Et, comme on l'a pu voir, elle s'était fait conduire chez madame Monvel, sous l'empire de cette idée.

La leçon que devait donner Monvel en un lieu si éloigné n'était pas, cette fois, une leçon ordinaire. Attaqué la veille dans son honneur par un pamphlétaire anonyme, devenu le héros d'une anecdote scandaleuse et apocryphe, Monvel, bien que blessé, s'était promis d'en tirer vengeance; il avait en main la brochure qui le salissait, et, comme elle s'adressait de prime abord à ses mœurs, il s'était constitué son propre juge. Un parrain comme Dugazon eût gâté l'affaire par l'effervescence de sa colère: Monvel jugea plus sage d'en référer aux premiers soldats qui passeraient.

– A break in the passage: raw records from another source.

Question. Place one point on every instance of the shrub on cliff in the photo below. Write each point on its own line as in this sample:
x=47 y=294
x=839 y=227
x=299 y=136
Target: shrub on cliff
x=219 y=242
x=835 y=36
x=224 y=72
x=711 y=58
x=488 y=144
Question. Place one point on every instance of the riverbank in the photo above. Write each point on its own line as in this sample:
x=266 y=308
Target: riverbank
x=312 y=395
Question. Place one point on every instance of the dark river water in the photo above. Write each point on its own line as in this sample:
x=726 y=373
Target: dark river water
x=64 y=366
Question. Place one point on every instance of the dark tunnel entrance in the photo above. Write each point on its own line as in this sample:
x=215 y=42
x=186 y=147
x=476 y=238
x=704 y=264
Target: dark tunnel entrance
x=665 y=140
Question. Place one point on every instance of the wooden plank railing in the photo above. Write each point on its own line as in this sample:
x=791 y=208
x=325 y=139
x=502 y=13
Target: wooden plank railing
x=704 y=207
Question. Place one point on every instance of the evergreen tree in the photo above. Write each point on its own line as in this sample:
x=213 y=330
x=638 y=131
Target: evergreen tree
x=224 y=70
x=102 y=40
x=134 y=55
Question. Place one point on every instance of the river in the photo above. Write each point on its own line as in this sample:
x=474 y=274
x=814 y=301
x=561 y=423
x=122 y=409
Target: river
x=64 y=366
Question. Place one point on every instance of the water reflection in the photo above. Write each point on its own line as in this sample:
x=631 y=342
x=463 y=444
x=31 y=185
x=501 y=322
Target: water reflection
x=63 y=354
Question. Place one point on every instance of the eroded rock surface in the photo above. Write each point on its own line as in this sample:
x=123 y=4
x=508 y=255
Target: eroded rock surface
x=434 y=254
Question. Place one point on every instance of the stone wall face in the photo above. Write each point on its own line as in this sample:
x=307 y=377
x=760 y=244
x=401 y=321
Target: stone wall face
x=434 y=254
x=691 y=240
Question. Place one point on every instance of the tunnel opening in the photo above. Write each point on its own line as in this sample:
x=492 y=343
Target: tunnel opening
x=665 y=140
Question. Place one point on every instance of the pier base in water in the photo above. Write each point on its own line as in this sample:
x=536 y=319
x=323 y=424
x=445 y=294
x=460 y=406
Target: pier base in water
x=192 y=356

Son adversaire avait été prévenu par un mot de lui, et ce qui surprendra peu, c'est que ce fût ce même chevalier Drigaud, à qui Beaumarchais s'était adressé déjà, comme on l'a pu voir, pour venger la jeunesse et l'innocence de Contat. Ce misérable, chassé des gardes-françaises, s'était retiré à Sablonville, à l'exemple de Chevrier, son digne maître en mensonge. Il lançait de là ses flèches empoisonnées et correspondait en Angleterre avec Morande. Récemment encore il venait d'être compris dans le testament ironique de Desbrugnières, l'inspecteur de police[45], sous les deux codicilles suivants:

«Je lègue au chevalier de D… une paire de bottes fortes, une selle et un fouet de poste, pour se transporter avec plus de célérité partout où il y a quelque vilenie à faire et quelqu'argent à gagner.

«Item au même tous les coups de bâton qui me seront dus à Paris ou ailleurs, au jour de mon décès.»

Ce chevalier de raccroc voulait se remettre en honneur, il avait donc accepté la rencontre de Monvel.

Celui-ci le vit bientôt apparaître, l'air rogue, mutin, et se donnant tout l'air d'un véritable César.

—Vous savez ce que j'ai le droit d'attendre de vous, dit Monvel en toisant le pamphlétaire; voici mes seconds, je demande pardon à deux braves de les faire assister au châtiment d'un faquin!

Ces deux témoins, rencontrés fort à propos par Monvel, se trouvaient être MM. Deschamps et d'Héliot, adjudants de la garde à la Comédie-Française. Ils connaissaient Monvel, et avaient semblé ravis de pouvoir lui être bons à quelque chose.

—Vous nous prêterez vos deux épées, avait dit Monvel aux deux officiers, l'affaire ne sera pas longue.